# East Fork Crappie fishing tips



## Bostonwhaler10 (Apr 30, 2012)

Is it as easy as just putting a minnow on hook about foot down from a small bobber and casting by treetops? I've never fished for crappie but recently had some and boy they are good to eat. So I plan on filling freezer this fall.


----------



## HOUSE (Apr 29, 2010)

Oh man, you are going to get it from the crappie guys on here, lol. They've got all kinds of dirty tricks up their sleeves. I'm no expert by any means, but the times we've gone out we relied heavily on our fishfinder to find them before tying off on a tree or dropping anchor on an offshore structure. It was then trial-and-error to see what color and what depth they responded to most. This website helped: www.crappie.com

Also, here's a time-table regarding water temps that I saw repeated online from one of the "crappie guys" that might help:
*55-60 degrees*, male crappie should be in shallow water looking for and fanning beds.
*62-65 degrees*, perfect spawning temps. Any bad weather/fronts can set the whole process back
days or weeks.
*70-75 degrees*, female head to deep water, males guard nests until water reaches 75 degrees.
Crappies are very sensitive to temperature variation.


----------



## Bostonwhaler10 (Apr 30, 2012)

Be easy on me. I'm a fishing beginner really. My first year with a boat an am just trying to learn to be a savy veteran.


----------



## bsmith (Mar 26, 2010)

We fish them with live minnows under a slip bobber rig. They typically stay close to submerged structure (timber, rock piles, etc) and they tend to school up.
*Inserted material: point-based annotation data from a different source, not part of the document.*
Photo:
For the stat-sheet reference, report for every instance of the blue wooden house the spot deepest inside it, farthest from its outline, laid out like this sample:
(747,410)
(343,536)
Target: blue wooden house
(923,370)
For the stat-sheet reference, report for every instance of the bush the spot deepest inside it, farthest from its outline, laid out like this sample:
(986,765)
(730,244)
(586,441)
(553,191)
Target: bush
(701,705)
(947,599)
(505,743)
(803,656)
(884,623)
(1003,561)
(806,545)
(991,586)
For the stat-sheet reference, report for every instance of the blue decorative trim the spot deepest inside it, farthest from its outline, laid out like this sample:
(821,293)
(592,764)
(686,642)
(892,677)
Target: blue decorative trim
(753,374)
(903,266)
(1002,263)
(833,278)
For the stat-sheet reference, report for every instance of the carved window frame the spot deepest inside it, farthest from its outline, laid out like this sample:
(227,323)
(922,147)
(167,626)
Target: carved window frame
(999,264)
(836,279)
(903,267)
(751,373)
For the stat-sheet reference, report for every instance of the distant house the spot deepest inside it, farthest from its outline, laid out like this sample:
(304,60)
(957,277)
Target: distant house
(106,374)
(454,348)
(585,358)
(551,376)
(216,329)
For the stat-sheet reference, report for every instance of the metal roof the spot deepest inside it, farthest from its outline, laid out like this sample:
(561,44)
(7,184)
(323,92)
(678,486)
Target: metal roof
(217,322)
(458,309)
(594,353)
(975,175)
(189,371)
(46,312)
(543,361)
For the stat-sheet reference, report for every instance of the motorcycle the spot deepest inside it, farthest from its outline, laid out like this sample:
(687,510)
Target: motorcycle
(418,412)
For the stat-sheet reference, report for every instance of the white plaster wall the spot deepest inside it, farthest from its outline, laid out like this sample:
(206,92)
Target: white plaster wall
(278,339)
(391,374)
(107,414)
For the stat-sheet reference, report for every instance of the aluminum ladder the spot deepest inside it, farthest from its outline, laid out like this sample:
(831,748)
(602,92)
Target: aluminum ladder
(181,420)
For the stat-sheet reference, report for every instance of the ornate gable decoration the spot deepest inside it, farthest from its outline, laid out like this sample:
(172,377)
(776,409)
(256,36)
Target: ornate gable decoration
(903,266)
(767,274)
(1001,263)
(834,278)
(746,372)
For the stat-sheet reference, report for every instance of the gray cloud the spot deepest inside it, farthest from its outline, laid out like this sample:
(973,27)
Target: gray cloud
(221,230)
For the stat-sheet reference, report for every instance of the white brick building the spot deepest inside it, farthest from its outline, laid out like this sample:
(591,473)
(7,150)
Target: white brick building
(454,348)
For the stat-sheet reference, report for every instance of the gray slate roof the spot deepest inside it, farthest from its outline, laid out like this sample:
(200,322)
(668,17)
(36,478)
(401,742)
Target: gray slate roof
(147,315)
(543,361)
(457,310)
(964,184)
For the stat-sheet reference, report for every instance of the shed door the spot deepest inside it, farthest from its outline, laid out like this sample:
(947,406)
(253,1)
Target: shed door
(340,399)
To find them, we either look for them on the fish finder and set our bobber to the proper depth or find them the old fashioned way:

Start in 20 feet of water or so. Put your slip bobber about 15-18 feet deep. See what happens. If you don't catch anything move up a few feet, try again until you either start catching them or confirm that there are no crappies in that area.

Do that at each piece of submerged timber you find in 20 feet of water. Then do it in 15 feet of water, 10 feet of water, etc. Once you find them they will be in that part of the water column in that area of the lake.

This is why you often see people posting crappie reports on here saying that they're catching them X feet deep in Y feet of water. This information saves you a lot of trial and error.

They are a lot of fun to catch. If you really dial in on a school of them you can catch lots of them. They actually fight pretty well on light tackle and your by catch will be an occasional channel cat which is a whole lot of fun on light tackle.

Hope that helps.


----------



## Bostonwhaler10 (Apr 30, 2012)

bsmith said:


> We fish them with live minnows under a slip bobber rig. They typically stay close to submerged structure (timber, rock piles, etc) and they tend to school up. To find them, we either look for them on the fish finder and set our bobber to the proper depth or find them the old fashioned way:
> 
> Start in 20 feet of water or so. Put your slip bobber about 15-18 feet deep. See what happens. If you don't catch anything move up a few feet, try again until you either start catching them or confirm that there are no crappies in that area.
> 
> ...


How long do you wait before you change depths.


----------



## crappiedude (Mar 12, 2006)

Good post bsmith. 
One thing I can add is sometimes jigs will out perform minnows, sometimes it's the minnows that win out. Sometimes jig color makes a big difference so try different ones.


----------



## bsmith (Mar 26, 2010)

Bostonwhaler10 said:


> How long do you wait before you change depths.


Take one pole each and let it sit in a spot 5 to 10 minutes. Try 2 or 3 spots in an area at a given depth before changing depths. You can also try to locate with a minnow on a jig head but it's a little harder to zero in on the proper depth when doing that. (see below)




crappiedude said:


> Good post bsmith.
> One thing I can add is sometimes jigs will out perform minnows, sometimes it's the minnows that win out. Sometimes jig color makes a big difference so try different ones.


Thanks crappiedude. We occasionally put a minnow on a jighead and work it around the areas to help cover a little more ground when locating them but we don't really use artificials much for crappie. I see the serious crappie fisherman do that a lot. We don't get too serious about it. I really like to take people crappie fishing on their first fishing trip and that's when I target them most of the time. Catching so many fish at such frequent intervals keeps them from getting bored


----------



## fish fry (Sep 24, 2011)

Put a minner on a slip float cast it out THEY WILL COME! If they dont it was better than being at WORK!


----------